My name is Carmyn Wahl and this fall I am entering my senior year the University of Montana. I am earning my finance and international business degree along with a certificate in global leadership. I had the incredible opportunity to spend the spring of 2019 in the vibrant city of Barcelona, Spain. This was my first experience living outside of the United States and while I knew the culture and lifestyle would be different, I did not expect to have my eyes opened to a completely new way of living life. Moments after stepping off the airplane, I was overwhelmed with changes and new thoughts and ideas. I was standing at the baggage claim in my UM sweatshirt and leggings standing next to an older man in a three piece suit. And I was the odd one out. I knew immediately the next five months of my life would be the most influential part of my college experience.
The global theme and challenge that I chose to focus on is natural resources and sustainability. Although I was unable to directly learn about sustainability from my university, I used every day as a new chance to learn from other students and the community. A few things stood out to me about Barcelona and other Spanish cities green initiatives. First was their waste collection system. Largely different from the United States, every street is lined with giant recycling bins that are color coordinated with what their specific purpose is. Yellow for cans and cartons, blue for paper and cardboard, green for glass, brown for organic waste, and gray for other (non garbage) waste. Garbage and recycling is a community effort rather than individual, which I believe is a considerable step in the right direction for fighting against climate change and conserving our fragile world. This system is also a great example of the rich community lifestyle that many cities in Europe possess.
While attending Universitat Autònoma de Barcelona, I was able to take an extensive marketing class which will help enhance my communication and pitching skills; something that is sometimes overlooked yet crucial to any job or project. I also took a Spanish taxation class, which, I know, sounds extremely boring, but it ended up becoming my favorite class to attend in Spain. The professor related every concept and idea back to the European Union and the United States.

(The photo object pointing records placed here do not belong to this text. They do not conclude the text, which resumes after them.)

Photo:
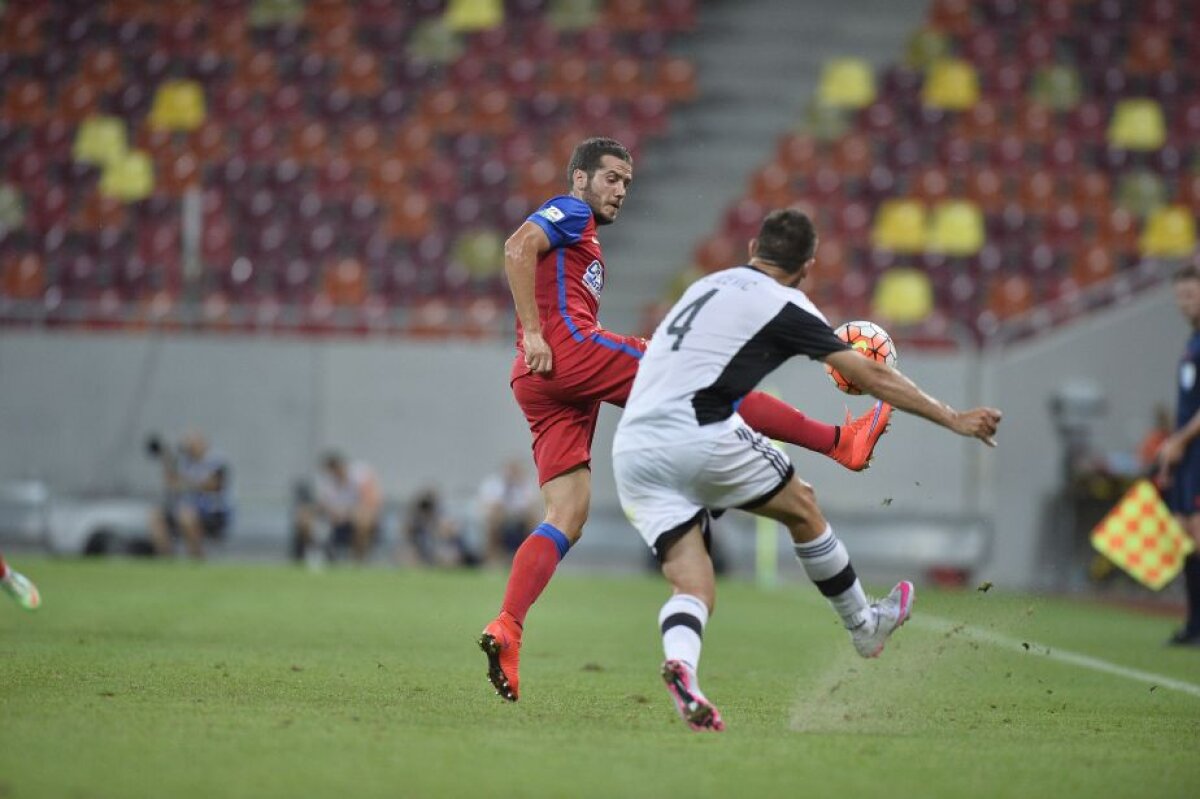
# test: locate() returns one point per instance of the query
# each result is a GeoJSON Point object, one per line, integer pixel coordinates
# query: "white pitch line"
{"type": "Point", "coordinates": [1061, 655]}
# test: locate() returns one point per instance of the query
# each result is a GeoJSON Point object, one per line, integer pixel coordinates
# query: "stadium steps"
{"type": "Point", "coordinates": [684, 181]}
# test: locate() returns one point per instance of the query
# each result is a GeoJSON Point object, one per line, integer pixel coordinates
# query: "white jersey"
{"type": "Point", "coordinates": [720, 340]}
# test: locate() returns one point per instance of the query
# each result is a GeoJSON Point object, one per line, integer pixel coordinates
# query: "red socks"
{"type": "Point", "coordinates": [778, 420]}
{"type": "Point", "coordinates": [533, 565]}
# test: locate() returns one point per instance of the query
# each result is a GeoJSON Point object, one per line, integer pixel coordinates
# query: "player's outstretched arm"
{"type": "Point", "coordinates": [891, 385]}
{"type": "Point", "coordinates": [521, 253]}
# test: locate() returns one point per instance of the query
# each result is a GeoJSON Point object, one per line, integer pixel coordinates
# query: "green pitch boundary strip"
{"type": "Point", "coordinates": [1061, 655]}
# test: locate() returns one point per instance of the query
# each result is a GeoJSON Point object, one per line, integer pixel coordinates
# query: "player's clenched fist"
{"type": "Point", "coordinates": [538, 355]}
{"type": "Point", "coordinates": [978, 422]}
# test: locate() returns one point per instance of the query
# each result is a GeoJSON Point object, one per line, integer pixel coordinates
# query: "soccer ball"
{"type": "Point", "coordinates": [868, 338]}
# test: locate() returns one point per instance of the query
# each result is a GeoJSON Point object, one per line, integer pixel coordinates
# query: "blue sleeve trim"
{"type": "Point", "coordinates": [550, 532]}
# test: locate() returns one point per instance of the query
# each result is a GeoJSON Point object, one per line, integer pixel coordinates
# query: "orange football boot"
{"type": "Point", "coordinates": [501, 641]}
{"type": "Point", "coordinates": [856, 443]}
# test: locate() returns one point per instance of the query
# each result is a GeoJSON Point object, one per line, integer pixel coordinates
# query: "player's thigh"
{"type": "Point", "coordinates": [652, 487]}
{"type": "Point", "coordinates": [741, 469]}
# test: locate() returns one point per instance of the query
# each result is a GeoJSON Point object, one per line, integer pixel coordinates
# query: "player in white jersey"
{"type": "Point", "coordinates": [682, 450]}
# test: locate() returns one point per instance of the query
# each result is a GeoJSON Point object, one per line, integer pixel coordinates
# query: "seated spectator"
{"type": "Point", "coordinates": [435, 539]}
{"type": "Point", "coordinates": [197, 505]}
{"type": "Point", "coordinates": [347, 503]}
{"type": "Point", "coordinates": [510, 506]}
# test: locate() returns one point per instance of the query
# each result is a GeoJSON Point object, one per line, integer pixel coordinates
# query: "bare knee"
{"type": "Point", "coordinates": [801, 512]}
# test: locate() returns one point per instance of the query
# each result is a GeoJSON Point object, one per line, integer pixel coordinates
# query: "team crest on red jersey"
{"type": "Point", "coordinates": [593, 277]}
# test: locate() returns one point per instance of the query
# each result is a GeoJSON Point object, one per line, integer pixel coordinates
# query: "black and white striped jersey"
{"type": "Point", "coordinates": [720, 340]}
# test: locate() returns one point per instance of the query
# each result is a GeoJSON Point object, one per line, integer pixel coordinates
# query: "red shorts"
{"type": "Point", "coordinates": [562, 408]}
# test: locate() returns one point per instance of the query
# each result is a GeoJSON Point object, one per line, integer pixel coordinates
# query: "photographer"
{"type": "Point", "coordinates": [197, 504]}
{"type": "Point", "coordinates": [348, 503]}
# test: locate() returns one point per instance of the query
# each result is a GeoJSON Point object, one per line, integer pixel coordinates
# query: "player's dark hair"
{"type": "Point", "coordinates": [589, 152]}
{"type": "Point", "coordinates": [1186, 272]}
{"type": "Point", "coordinates": [786, 239]}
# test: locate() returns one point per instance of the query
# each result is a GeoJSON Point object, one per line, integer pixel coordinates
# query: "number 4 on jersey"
{"type": "Point", "coordinates": [682, 323]}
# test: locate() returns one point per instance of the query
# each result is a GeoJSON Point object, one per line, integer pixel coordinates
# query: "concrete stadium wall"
{"type": "Point", "coordinates": [75, 409]}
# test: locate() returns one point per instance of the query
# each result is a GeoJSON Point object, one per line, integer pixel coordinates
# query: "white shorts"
{"type": "Point", "coordinates": [667, 490]}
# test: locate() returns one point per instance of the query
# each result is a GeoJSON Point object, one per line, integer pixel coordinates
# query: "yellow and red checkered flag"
{"type": "Point", "coordinates": [1141, 536]}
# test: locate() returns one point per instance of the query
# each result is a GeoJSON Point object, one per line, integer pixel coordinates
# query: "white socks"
{"type": "Point", "coordinates": [682, 622]}
{"type": "Point", "coordinates": [827, 564]}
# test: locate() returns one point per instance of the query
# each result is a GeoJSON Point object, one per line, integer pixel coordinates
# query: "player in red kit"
{"type": "Point", "coordinates": [18, 587]}
{"type": "Point", "coordinates": [567, 365]}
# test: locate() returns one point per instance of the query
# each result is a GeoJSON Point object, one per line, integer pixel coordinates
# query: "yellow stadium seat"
{"type": "Point", "coordinates": [904, 295]}
{"type": "Point", "coordinates": [474, 14]}
{"type": "Point", "coordinates": [955, 228]}
{"type": "Point", "coordinates": [1140, 192]}
{"type": "Point", "coordinates": [481, 252]}
{"type": "Point", "coordinates": [900, 226]}
{"type": "Point", "coordinates": [100, 140]}
{"type": "Point", "coordinates": [129, 179]}
{"type": "Point", "coordinates": [952, 84]}
{"type": "Point", "coordinates": [1057, 86]}
{"type": "Point", "coordinates": [1170, 233]}
{"type": "Point", "coordinates": [846, 83]}
{"type": "Point", "coordinates": [264, 13]}
{"type": "Point", "coordinates": [433, 41]}
{"type": "Point", "coordinates": [1138, 124]}
{"type": "Point", "coordinates": [12, 208]}
{"type": "Point", "coordinates": [178, 106]}
{"type": "Point", "coordinates": [924, 47]}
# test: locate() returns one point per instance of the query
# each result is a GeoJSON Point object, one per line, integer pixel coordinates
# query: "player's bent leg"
{"type": "Point", "coordinates": [826, 560]}
{"type": "Point", "coordinates": [21, 588]}
{"type": "Point", "coordinates": [857, 438]}
{"type": "Point", "coordinates": [533, 566]}
{"type": "Point", "coordinates": [689, 569]}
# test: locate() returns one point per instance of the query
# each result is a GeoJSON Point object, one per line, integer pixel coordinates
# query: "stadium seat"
{"type": "Point", "coordinates": [1011, 296]}
{"type": "Point", "coordinates": [955, 228]}
{"type": "Point", "coordinates": [1092, 264]}
{"type": "Point", "coordinates": [925, 46]}
{"type": "Point", "coordinates": [480, 252]}
{"type": "Point", "coordinates": [903, 295]}
{"type": "Point", "coordinates": [1150, 50]}
{"type": "Point", "coordinates": [360, 74]}
{"type": "Point", "coordinates": [952, 16]}
{"type": "Point", "coordinates": [981, 122]}
{"type": "Point", "coordinates": [1035, 122]}
{"type": "Point", "coordinates": [1117, 229]}
{"type": "Point", "coordinates": [1170, 233]}
{"type": "Point", "coordinates": [433, 42]}
{"type": "Point", "coordinates": [1037, 191]}
{"type": "Point", "coordinates": [1138, 125]}
{"type": "Point", "coordinates": [100, 140]}
{"type": "Point", "coordinates": [985, 188]}
{"type": "Point", "coordinates": [951, 84]}
{"type": "Point", "coordinates": [899, 226]}
{"type": "Point", "coordinates": [846, 83]}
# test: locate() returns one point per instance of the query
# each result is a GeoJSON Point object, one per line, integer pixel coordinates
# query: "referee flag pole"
{"type": "Point", "coordinates": [766, 554]}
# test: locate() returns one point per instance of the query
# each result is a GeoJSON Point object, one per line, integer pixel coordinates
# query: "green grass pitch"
{"type": "Point", "coordinates": [150, 679]}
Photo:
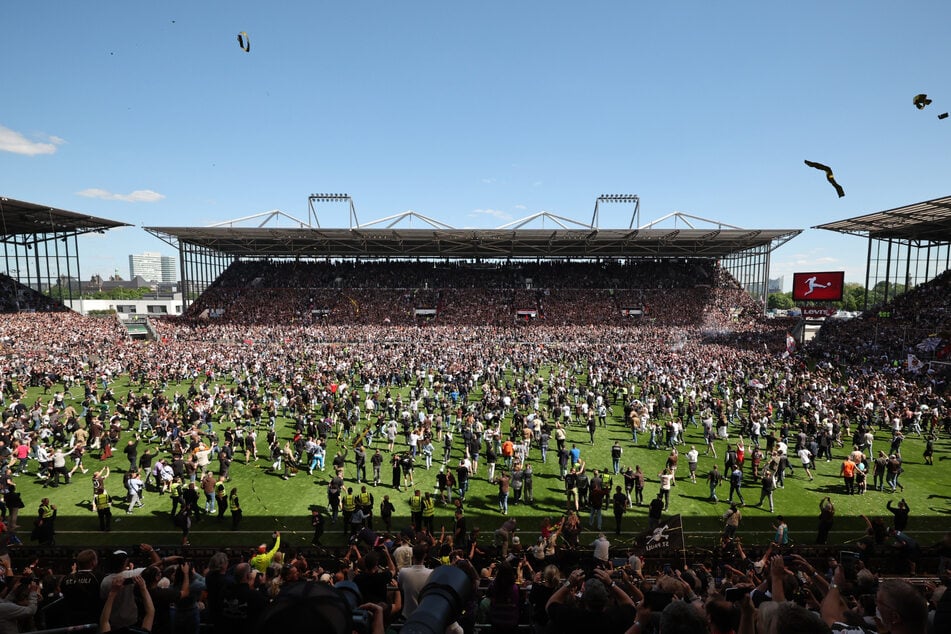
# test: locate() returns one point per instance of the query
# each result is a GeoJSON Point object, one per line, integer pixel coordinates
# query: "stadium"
{"type": "Point", "coordinates": [635, 362]}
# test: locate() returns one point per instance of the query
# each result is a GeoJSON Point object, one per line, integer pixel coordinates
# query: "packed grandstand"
{"type": "Point", "coordinates": [682, 331]}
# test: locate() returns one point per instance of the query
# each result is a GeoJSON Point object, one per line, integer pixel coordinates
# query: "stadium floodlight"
{"type": "Point", "coordinates": [633, 199]}
{"type": "Point", "coordinates": [331, 198]}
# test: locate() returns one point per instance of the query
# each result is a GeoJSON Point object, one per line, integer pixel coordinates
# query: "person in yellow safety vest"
{"type": "Point", "coordinates": [102, 505]}
{"type": "Point", "coordinates": [365, 500]}
{"type": "Point", "coordinates": [263, 558]}
{"type": "Point", "coordinates": [221, 498]}
{"type": "Point", "coordinates": [429, 511]}
{"type": "Point", "coordinates": [349, 503]}
{"type": "Point", "coordinates": [235, 507]}
{"type": "Point", "coordinates": [416, 509]}
{"type": "Point", "coordinates": [175, 492]}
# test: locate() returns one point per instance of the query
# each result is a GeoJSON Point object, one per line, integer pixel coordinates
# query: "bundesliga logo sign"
{"type": "Point", "coordinates": [826, 286]}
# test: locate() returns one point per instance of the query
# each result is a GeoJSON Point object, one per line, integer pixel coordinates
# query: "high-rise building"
{"type": "Point", "coordinates": [152, 267]}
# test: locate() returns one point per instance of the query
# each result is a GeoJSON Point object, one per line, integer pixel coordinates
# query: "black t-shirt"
{"type": "Point", "coordinates": [373, 585]}
{"type": "Point", "coordinates": [81, 596]}
{"type": "Point", "coordinates": [564, 619]}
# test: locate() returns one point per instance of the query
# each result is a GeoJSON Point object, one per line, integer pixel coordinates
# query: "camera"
{"type": "Point", "coordinates": [441, 601]}
{"type": "Point", "coordinates": [313, 606]}
{"type": "Point", "coordinates": [735, 594]}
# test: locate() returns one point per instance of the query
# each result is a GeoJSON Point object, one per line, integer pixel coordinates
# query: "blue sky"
{"type": "Point", "coordinates": [475, 113]}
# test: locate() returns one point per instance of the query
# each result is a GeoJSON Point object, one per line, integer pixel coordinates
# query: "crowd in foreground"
{"type": "Point", "coordinates": [505, 587]}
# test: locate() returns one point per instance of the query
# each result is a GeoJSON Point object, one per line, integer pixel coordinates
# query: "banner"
{"type": "Point", "coordinates": [818, 311]}
{"type": "Point", "coordinates": [667, 540]}
{"type": "Point", "coordinates": [823, 286]}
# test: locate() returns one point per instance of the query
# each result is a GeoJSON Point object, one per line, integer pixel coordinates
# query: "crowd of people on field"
{"type": "Point", "coordinates": [346, 385]}
{"type": "Point", "coordinates": [500, 583]}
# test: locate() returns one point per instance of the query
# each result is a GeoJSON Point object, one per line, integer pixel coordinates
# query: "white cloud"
{"type": "Point", "coordinates": [13, 141]}
{"type": "Point", "coordinates": [138, 196]}
{"type": "Point", "coordinates": [495, 213]}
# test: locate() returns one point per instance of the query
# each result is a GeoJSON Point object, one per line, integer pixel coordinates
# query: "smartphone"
{"type": "Point", "coordinates": [657, 600]}
{"type": "Point", "coordinates": [736, 594]}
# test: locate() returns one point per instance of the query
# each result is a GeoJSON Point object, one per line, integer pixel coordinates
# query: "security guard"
{"type": "Point", "coordinates": [235, 507]}
{"type": "Point", "coordinates": [416, 509]}
{"type": "Point", "coordinates": [365, 500]}
{"type": "Point", "coordinates": [349, 506]}
{"type": "Point", "coordinates": [102, 505]}
{"type": "Point", "coordinates": [175, 492]}
{"type": "Point", "coordinates": [221, 498]}
{"type": "Point", "coordinates": [429, 512]}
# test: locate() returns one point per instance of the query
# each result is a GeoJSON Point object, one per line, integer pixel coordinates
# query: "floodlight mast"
{"type": "Point", "coordinates": [330, 198]}
{"type": "Point", "coordinates": [618, 198]}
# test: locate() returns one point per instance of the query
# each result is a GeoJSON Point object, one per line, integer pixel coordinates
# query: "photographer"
{"type": "Point", "coordinates": [244, 602]}
{"type": "Point", "coordinates": [22, 603]}
{"type": "Point", "coordinates": [124, 612]}
{"type": "Point", "coordinates": [598, 604]}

I now have an intermediate understanding of how the US relates trades and interacts with Europe. I have dreams to work in Spain (or anywhere in Europe, really) in business and environmental conservation and this framework of information will be more than beneficial in what I eventually pursue.
I feel much more prepared to fulfill a leadership role now and in the future because of the multitude of knowledge I absorbed in this foreign environment. I cannot thank the GLI and the Franke family, fellow students, and my professors both here and abroad enough for shaping me into the confident and dream driven person I feel I am today.